太海漁港の乗船場より手漕ぎの渡し船があり、約5分で渡れる。

島は個人所有となっていて、代々島主は平野仁右衛門を名乗り、現在の島主が推定で38代目。島主の名に因み仁右衛門島となったという。

太海浜の漁村は、背後に急峻な小山が屹立している丘陵地帯であり、狭い路地が複雑に入り組み迷路の様相を示す。太海漁港は、異色の漫画家・つげ義春の映画化もされた代表作「ねじ式」のモデルとなった場所としても知られ、作中の場面とほぼ同一の場所が現在も残り、見学者が後を絶たない。

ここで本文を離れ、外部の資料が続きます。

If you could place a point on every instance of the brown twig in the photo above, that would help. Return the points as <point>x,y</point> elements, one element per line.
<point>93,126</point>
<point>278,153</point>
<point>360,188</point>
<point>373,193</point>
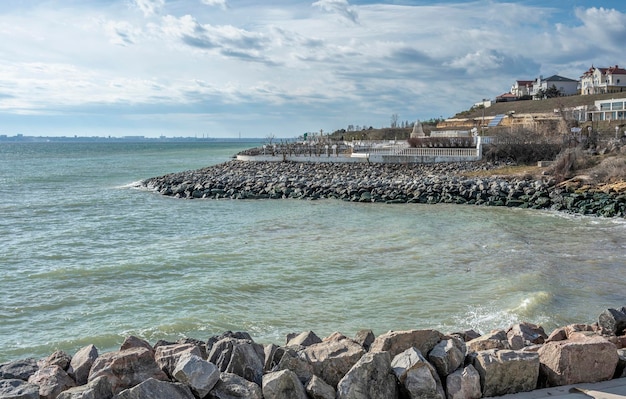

売店もある休憩所を抜けて進むと、アロエの赤い花が咲き誇る中に島の案内板がある。石段をまっすぐ上っていけば島主住居に至るが、すぐ左に弁財天に向かう弁天道があるのでそちらに向かう。

島は夏涼しく冬暖かく、四季を通じて花が絶えることがないという。弁天道には水仙が咲き乱れ、アロエの花も咲く中を進む。

この弁天道は日当たりが良いせいか、右手に句碑や歌碑がいくつも立ち並んでいる。富安風生の句碑(初渚 ふみて齢を 愛しけり 九十四叟風生)の次には、比較的新しい岡本眸の句碑がある。
女手に 井のふたおもき 雪柳

さらに進むとまもなく、天保11年(1840)建立とかなり古い芭蕉塚がある。芭蕉はこの島には来ていないはずだが、芭蕉を敬愛する俳人達が江戸時代でも各地に句碑を建てている。これは、貞享元年(1684)尾張の熱田で詠まれた句である。
海暮て 鴨の聲 ほのかに白し     

その先には、源講修の歌碑が立っている。こちらも天保3年(1832)の建立である。
以津の世にひらき初けむ仙人の 壽美可に奈らふ古例の蓬島

弁天道の行き止まりの手前左手に弁財天があり、そこには長寿を授けるという寿老人も合祀されている。蓬島弁財天祠は、平家の時代に宮島から勧請したと伝えられている。現在の弁財天以前に別の場所に古弁天というものがあったともいわれるが、跡はあるものの詳細は不明という。

弁財天の先で行き止まりとなり、亀岩展望所があって西には太海漁港が見え、北には鴨川方面が遠くに望まれる。